BJUI Compass (Mar 2022)
Mortality in men with castration‐resistant prostate cancer—A long‐term follow‐up of a population‐based real‐world cohort
Abstract
Abstract Objectives The objective of this study is to find clinical variables that predict the prognosis for men with castration‐resistant prostate cancer (CRPC) in a Swedish real‐life CRPC cohort, including a risk group classification to clarify the risk of succumbing to prostate cancer. This is a natural history cohort representing the premodern drug era before the introduction of novel hormonal drug therapies. Methods PSA tests from the clinical chemistry laboratories serving health care in six regions of Sweden were retrieved and cross‐linked to the National Prostate Cancer Registry (NPCR) to identify men with a prostate cancer diagnosis. Through further cross‐linking with data sources at the Swedish Board of Health and Welfare, we retrieved other relevant information such as prescribed drugs, hospitalizations, and cause of death.

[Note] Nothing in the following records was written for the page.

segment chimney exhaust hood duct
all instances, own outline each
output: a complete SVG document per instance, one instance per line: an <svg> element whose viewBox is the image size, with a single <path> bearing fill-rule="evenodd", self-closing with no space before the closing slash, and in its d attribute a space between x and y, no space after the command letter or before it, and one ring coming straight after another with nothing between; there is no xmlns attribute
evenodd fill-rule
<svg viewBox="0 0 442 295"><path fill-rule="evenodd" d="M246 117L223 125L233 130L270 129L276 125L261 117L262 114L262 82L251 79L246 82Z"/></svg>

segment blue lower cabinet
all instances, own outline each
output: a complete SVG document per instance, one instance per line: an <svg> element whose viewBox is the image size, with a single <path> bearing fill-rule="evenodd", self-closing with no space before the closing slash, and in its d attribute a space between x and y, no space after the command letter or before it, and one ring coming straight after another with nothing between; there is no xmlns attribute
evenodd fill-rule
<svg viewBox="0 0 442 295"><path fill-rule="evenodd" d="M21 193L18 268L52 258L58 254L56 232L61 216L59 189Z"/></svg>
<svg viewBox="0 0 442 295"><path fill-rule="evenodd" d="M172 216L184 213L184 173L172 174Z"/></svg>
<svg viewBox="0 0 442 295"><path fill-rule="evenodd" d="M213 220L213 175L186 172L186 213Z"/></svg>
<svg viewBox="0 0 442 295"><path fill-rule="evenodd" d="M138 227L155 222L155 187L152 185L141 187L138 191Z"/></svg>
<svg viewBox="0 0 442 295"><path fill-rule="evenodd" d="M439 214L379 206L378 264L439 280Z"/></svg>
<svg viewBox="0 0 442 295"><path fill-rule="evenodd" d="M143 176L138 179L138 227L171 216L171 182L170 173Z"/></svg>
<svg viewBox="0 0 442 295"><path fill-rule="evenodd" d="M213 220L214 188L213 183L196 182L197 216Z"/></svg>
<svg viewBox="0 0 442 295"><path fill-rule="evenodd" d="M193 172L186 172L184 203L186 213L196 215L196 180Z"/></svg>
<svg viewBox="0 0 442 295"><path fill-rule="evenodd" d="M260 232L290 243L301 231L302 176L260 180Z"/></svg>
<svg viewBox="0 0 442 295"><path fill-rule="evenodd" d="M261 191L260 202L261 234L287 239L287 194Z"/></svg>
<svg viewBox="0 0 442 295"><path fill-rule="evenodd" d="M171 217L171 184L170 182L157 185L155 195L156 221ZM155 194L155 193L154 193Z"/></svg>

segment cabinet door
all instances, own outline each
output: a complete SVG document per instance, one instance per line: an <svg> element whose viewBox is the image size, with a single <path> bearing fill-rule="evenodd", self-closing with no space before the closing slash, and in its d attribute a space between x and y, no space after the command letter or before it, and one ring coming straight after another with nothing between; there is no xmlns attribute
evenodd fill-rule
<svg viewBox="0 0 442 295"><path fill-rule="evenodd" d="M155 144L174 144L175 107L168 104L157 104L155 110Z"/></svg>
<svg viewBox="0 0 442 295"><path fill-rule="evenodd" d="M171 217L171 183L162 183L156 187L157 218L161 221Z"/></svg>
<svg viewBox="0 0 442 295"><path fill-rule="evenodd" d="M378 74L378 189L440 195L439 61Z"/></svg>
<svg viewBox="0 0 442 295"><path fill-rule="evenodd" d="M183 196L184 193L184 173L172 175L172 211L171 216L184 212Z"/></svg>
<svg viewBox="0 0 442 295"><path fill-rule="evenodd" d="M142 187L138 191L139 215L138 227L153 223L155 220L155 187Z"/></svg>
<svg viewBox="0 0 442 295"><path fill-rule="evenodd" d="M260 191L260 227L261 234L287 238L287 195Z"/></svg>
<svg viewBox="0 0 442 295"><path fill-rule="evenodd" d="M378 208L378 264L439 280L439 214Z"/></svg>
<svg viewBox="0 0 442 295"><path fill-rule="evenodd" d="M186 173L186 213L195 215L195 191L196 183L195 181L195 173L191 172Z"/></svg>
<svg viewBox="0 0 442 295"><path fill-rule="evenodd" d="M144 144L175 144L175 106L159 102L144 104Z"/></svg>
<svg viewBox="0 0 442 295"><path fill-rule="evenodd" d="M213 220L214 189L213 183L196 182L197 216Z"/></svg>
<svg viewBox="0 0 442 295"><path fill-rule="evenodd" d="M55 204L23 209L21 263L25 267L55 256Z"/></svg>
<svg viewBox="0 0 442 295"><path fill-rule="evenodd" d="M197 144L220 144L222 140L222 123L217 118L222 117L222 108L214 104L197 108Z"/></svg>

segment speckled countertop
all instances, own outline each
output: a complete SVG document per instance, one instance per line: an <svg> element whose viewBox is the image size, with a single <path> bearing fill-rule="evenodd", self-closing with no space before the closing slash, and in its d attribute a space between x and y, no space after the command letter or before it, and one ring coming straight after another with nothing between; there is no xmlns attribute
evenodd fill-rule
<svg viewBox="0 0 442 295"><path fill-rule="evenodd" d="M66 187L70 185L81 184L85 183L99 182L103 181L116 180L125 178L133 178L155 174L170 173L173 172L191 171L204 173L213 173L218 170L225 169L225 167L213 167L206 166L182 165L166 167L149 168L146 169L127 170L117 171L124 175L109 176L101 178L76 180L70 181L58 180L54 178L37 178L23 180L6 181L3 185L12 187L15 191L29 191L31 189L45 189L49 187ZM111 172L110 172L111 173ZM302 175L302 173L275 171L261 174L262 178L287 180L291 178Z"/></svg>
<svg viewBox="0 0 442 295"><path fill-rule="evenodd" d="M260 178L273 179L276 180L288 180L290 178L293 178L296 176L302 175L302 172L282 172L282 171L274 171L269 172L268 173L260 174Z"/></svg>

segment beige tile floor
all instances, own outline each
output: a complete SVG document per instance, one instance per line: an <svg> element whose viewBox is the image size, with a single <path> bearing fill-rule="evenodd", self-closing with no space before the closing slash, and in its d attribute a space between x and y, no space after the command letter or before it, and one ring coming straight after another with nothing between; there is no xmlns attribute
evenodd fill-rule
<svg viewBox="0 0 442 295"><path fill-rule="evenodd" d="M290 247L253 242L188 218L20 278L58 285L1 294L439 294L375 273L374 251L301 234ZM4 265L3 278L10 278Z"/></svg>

Men entered the CRPC cohort at the first date of doubling of their PSA nadir value with the last value being >2 ng/ml, or an absolute increase of >5 ng/ml or more, whilst on 3 months of medical castration or if they had been surgically castrated (n = 4098). By combining the two variables with the largest C‐statistics, “PSA at time of CRPC” and “PSA doubling time,” a risk group classification was created. Results PSA‐DT and PSA at date of CRPC are the strongest variables associated with PC specific survival. At the end of follow‐up, the proportion of men who died due to PC was 57%, 71%, 81%, 86%, and 89% for risk categories one through five, respectively. The median overall survival in our cohort of men with CRPC was 1.86 years (95% CI: 1.79–1.97). Conclusion For a man with castration‐resistant prostate cancer, there is a high probability that this will be the main cause contributing to his death. However, there is a significant difference in mortality that varies in relation to tumor burden assessed as PSA doubling time and PSA at time of CRCP. This information could be used in a clinical setting when deciding when to treat more or less aggressively once entering the CRPC phase of the disease.